According to the CFTC, from 2017 through 2020, John Orvidas “fraudulently solicited at least four people (pool participants) to trade leveraged bitcoin in a commodity pool, lost almost all funds trading, and then lied to pool participants about the losses and the availability of their money.” The CFTC also charged Orvidas with failing to register as a commodity pool operator.
To settle the charges, Orvidas will pay $2.5 million.
“Protecting ordinary people has always been at the heart of the CFTC’s digital-asset enforcement program,” said Director of Enforcement Ian McGinley. “While digital-asset cases are often complex, this bitcoin case is a straight-up fraud: simple and old as time. We will continue to deploy every weapon in our arsenal to fight fraud in all our markets.”

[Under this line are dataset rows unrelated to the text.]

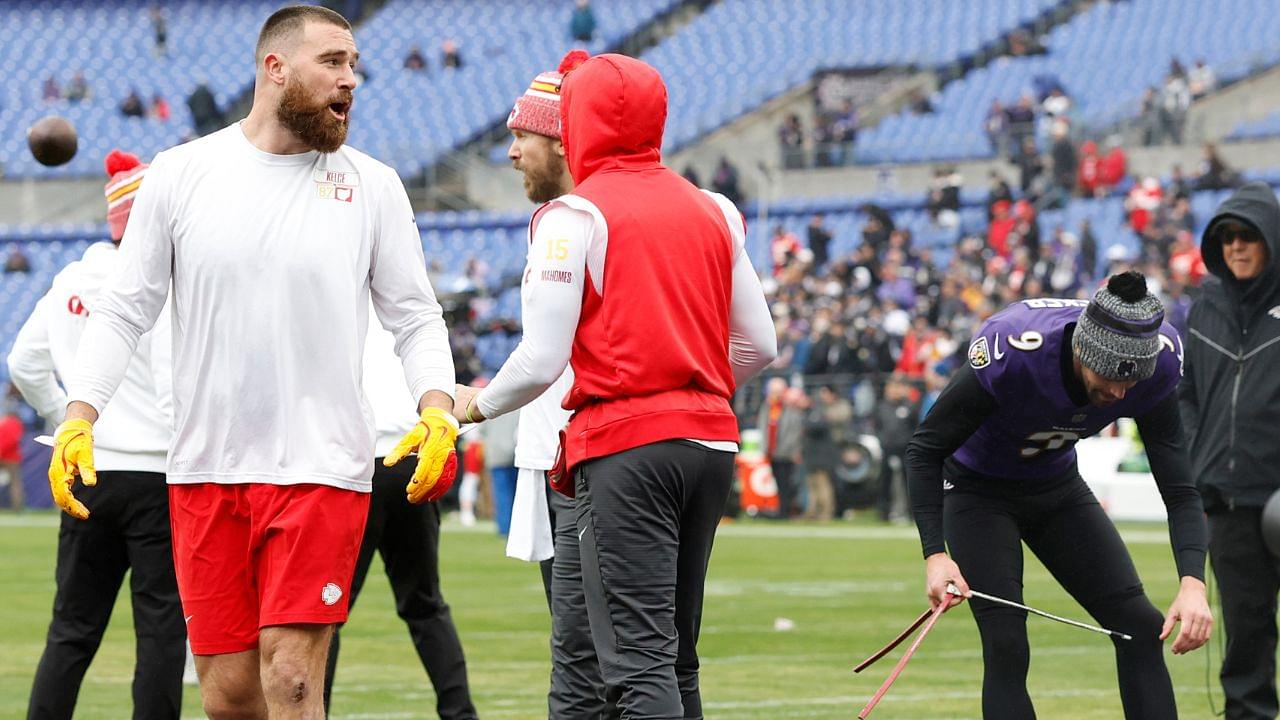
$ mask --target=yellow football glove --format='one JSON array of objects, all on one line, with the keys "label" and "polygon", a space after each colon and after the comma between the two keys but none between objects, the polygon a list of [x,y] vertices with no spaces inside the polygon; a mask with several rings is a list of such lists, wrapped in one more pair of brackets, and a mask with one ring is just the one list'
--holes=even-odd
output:
[{"label": "yellow football glove", "polygon": [[440,408],[429,407],[382,464],[391,467],[409,453],[418,453],[418,467],[404,488],[405,494],[414,505],[439,500],[453,487],[458,474],[457,441],[458,421]]},{"label": "yellow football glove", "polygon": [[53,502],[68,515],[80,520],[89,517],[89,508],[71,494],[79,476],[85,487],[98,484],[93,467],[93,425],[88,420],[67,420],[54,434],[53,458],[49,461],[49,489]]}]

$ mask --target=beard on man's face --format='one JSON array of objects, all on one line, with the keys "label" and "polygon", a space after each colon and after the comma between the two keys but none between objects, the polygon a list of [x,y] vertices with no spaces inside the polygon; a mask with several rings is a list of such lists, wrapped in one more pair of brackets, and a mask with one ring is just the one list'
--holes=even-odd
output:
[{"label": "beard on man's face", "polygon": [[524,165],[524,194],[529,200],[544,203],[564,194],[560,189],[560,177],[564,174],[564,158],[552,154],[540,167]]},{"label": "beard on man's face", "polygon": [[[340,90],[317,100],[307,92],[301,80],[291,77],[285,82],[276,116],[280,118],[280,124],[297,135],[307,147],[322,153],[336,152],[347,141],[352,99],[350,90]],[[335,105],[342,108],[341,119],[330,110]]]}]

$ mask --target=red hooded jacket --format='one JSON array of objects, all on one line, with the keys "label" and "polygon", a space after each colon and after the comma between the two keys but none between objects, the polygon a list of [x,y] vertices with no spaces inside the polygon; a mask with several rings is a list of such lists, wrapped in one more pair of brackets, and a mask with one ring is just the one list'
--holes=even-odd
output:
[{"label": "red hooded jacket", "polygon": [[607,243],[574,338],[568,466],[663,440],[736,442],[734,240],[716,201],[661,163],[662,77],[593,57],[566,76],[560,117],[573,195],[598,208]]}]

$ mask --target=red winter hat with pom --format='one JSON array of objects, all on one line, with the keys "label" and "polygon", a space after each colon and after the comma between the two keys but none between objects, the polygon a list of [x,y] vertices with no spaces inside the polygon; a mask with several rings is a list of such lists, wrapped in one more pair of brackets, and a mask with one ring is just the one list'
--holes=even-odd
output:
[{"label": "red winter hat with pom", "polygon": [[133,196],[138,194],[147,165],[137,155],[123,150],[112,150],[104,164],[111,178],[105,190],[107,225],[111,228],[111,240],[120,242],[124,237],[124,226],[129,222],[129,211],[133,209]]},{"label": "red winter hat with pom", "polygon": [[516,99],[507,128],[560,139],[560,84],[569,71],[587,61],[586,50],[570,50],[554,71],[539,73]]}]

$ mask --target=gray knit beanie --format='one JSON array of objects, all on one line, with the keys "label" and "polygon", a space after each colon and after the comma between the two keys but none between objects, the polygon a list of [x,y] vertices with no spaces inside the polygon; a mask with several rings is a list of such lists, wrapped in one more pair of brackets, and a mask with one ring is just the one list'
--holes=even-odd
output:
[{"label": "gray knit beanie", "polygon": [[1146,380],[1156,372],[1162,322],[1164,305],[1142,273],[1118,273],[1080,313],[1072,346],[1080,364],[1108,380]]}]

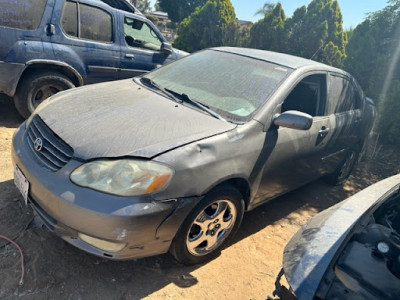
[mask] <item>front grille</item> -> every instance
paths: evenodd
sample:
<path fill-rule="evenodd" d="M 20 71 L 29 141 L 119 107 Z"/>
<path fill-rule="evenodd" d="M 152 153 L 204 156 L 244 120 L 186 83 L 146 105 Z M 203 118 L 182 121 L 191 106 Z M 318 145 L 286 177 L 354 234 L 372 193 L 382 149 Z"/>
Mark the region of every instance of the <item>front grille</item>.
<path fill-rule="evenodd" d="M 60 139 L 38 116 L 28 127 L 26 141 L 33 155 L 45 168 L 55 172 L 65 166 L 73 149 Z"/>

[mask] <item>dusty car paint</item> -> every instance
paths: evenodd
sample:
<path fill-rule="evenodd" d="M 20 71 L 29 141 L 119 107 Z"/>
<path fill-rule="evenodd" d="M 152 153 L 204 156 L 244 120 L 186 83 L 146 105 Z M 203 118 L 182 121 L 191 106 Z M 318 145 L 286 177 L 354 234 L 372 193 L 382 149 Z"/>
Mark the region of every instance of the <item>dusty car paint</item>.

Cryptocurrency fraud has become a main target for the CFTC Whistleblower Program. The CFTC has jurisdiction over a wide-variety of types of cryptocurrency fraud, including price manipulation (like pump-and-dump schemes) involving virtual currencies, wash trading of virtual currencies, and unregistered trading of virtual currency futures. In August 2021, the CFTC posted Notices of Covered Actions for enforcement actions involving cryptocurrency fraud, including a case where the CFTC penalized five companies nearly $100 million for operating a cryptocurrency derivatives trading platform without having properly registered to do so.
According to the CFTC’s 2022 Annual Report on its whistleblower program, in fiscal year 2022 the agency received 1,506 whistleblower tips, compared to 961 received in the 2021 fiscal year. According to the report, “[t]he majority of tips received during the Period involved fraudulent misappropriation and fraudulent solicitation involving crypto/digital assets (e.g., pump-and dumps, fraudulent representations of opportunities, or refusals to honor withdrawal requests).”
In November, CFTC Commissioner Kristin Johnson told Bloomberg that crypto whistleblowers can report anonymously and that in regards to whistleblower award payments to crypto whistleblowers “the numbers are very big.”
A bipartisan bill introduced in July provides a long-term fix to the funding issue undermining the CFTC Whistleblower Program. The CFTC Whistleblower Fund Improvement Act is widely supported by whistleblower advocates.